Breast magnetic resonance imaging (MRI) plays an important role in the clinical management of breast cancer. Studies suggest that the relative amount of fibroglandular (i.e., dense) tissue in the breast as quantified in MR images can be predictive of the risk for developing breast cancer, especially for high-risk women. Automated segmentation of the fibroglandular tissue and volumetric density estimation in breast MRI could therefore be useful for breast cancer risk assessment.

METHODS

In this work the authors develop and validate a fully automated segmentation algorithm, namely, an atlas-aided fuzzy C-means (FCM-Atlas) method, to estimate the volumetric amount of fibroglandular tissue in breast MRI. The FCM-Atlas is a 2D segmentation method working on a slice-by-slice basis. FCM clustering is first applied to the intensity space of each 2D MR slice to produce an initial voxelwise likelihood map of fibroglandular tissue. Then a prior learned fibroglandular tissue likelihood atlas is incorporated to refine the initial FCM likelihood map to achieve enhanced segmentation, from which the absolute volume of the fibroglandular tissue (|FGT|) and the relative amount (i.e., percentage) of the |FGT| relative to the whole breast volume (FGT%) are computed. The authors' method is evaluated by a representative dataset of 60 3D bilateral breast MRI scans (120 breasts) that span the full breast density range of the American College of Radiology Breast Imaging Reporting and Data System. The automated segmentation is compared to manual segmentation obtained by two experienced breast imaging radiologists. Segmentation performance is assessed by linear regression, Pearson's correlation coefficients, Student's paired t-test, and Dice's similarity coefficients (DSC).

RESULTS

The inter-reader correlation is 0.97 for FGT% and 0.95 for |FGT|. When compared to the average of the two readers' manual segmentation, the proposed FCM-Atlas method achieves a correlation of r = 0.92 for FGT% and r = 0.93 for |FGT|, and the automated segmentation is not statistically significantly different (p = 0.46 for FGT% and p = 0.55 for |FGT|).

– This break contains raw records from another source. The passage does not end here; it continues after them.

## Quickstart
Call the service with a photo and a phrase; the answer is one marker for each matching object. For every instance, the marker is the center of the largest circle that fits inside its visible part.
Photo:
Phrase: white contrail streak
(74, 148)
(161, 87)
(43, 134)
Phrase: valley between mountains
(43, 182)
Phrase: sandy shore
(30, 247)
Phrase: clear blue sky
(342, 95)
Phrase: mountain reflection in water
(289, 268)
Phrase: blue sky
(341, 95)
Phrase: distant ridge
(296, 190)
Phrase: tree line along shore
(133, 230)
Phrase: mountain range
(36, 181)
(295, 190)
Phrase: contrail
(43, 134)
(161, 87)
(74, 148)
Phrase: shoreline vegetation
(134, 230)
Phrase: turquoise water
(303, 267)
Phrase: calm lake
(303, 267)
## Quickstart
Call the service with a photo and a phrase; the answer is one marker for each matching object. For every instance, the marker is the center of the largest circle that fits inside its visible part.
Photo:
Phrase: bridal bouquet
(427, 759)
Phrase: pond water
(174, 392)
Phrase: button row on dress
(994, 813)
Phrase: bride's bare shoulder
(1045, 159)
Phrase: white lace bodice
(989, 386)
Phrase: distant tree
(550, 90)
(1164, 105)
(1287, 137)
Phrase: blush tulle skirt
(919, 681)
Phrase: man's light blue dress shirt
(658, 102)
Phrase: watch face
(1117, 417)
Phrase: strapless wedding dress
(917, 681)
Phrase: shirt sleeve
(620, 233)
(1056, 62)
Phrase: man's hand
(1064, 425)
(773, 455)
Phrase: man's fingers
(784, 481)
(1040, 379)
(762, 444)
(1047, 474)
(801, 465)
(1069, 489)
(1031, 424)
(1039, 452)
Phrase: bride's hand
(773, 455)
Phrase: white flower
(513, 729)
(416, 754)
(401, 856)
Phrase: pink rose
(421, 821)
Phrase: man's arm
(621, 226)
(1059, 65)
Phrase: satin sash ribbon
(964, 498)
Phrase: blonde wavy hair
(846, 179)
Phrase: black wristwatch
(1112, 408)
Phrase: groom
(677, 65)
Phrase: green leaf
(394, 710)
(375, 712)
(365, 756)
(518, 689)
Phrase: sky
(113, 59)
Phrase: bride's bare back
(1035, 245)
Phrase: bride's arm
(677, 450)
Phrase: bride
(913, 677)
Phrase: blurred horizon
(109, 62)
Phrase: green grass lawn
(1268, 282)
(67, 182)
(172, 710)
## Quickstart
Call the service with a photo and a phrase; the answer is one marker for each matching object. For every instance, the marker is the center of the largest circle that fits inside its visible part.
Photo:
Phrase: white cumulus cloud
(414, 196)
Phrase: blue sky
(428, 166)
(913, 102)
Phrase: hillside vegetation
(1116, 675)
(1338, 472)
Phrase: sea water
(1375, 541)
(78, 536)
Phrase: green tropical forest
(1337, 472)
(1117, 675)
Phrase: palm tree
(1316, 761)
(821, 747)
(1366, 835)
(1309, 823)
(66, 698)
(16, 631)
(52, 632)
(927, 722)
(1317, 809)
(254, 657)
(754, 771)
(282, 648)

The bilateral correlation between left breasts and right breasts for the FGT% is 0.94, 0.92, and 0.95 for reader 1, reader 2, and the FCM-Atlas, respectively; likewise, for the |FGT|, it is 0.92, 0.92, and 0.93, respectively. For the spatial segmentation agreement, the automated algorithm achieves a DSC of 0.69 ± 0.1 when compared to reader 1 and 0.61 ± 0.1 for reader 2, respectively, while the DSC between the two readers' manual segmentation is 0.67 ± 0.15. Additional robustness analysis shows that the segmentation performance of the authors' method is stable both with respect to selecting different cases and to varying the number of cases needed to construct the prior probability atlas. The authors' results also show that the proposed FCM-Atlas method outperforms the commonly used two-cluster FCM-alone method. The authors' method runs at ∼5 min for each 3D bilateral MR scan (56 slices) for computing the FGT% and |FGT|, compared to ∼55 min needed for manual segmentation for the same purpose.

CONCLUSIONS

The authors' method achieves robust segmentation and can serve as an efficient tool for processing large clinical datasets for quantifying the fibroglandular tissue content in breast MRI. It holds a great potential to support clinical applications in the future including breast cancer risk assessment.